Royal British Veterans Enterprise (RBVE) is a charity based in Aylesford, Kent, England that helps Armed Forces veterans, disabled people and people who are unemployed. It runs a social enterprise, Britain's Bravest Manufacturing Company, and a UK-wide employment support programme for Armed Forces veterans, Lifeworks.

RBVE (charity number 210063) is a separate charity from The Royal British Legion (charity number 219279).

== History ==

RBVE was established in 1919 to support WW1 Armed Forces veterans fighting tuberculosis.
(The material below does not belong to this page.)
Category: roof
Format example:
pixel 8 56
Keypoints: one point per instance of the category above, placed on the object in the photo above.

First known as Industrial Settlements Inc, the charity was originally run from Preston Hall in Aylesford.

In 2013 the charity won Charity of the Year at the Charity Times Awards.

In 2016, they relaunched their social enterprise, naming it Britain's Bravest Manufacturing Company.

In 2017, they opened 24 new apartments for wounded, injured and homeless veterans.

In 2019, On 6 November 2019 Queen Elizabeth II officially opened the new Appleton Lodge care facility and visited the Centenary Village housing project.

In 2022, RBVE were selected as part of the Telegraph's Christmas charity Appeal. One of four chosen charities supported in the appeal.

The charity changed its name from Royal British Legion Industries (RBLI) to Royal British Veterans Enterprise (RBVE) in November 2025.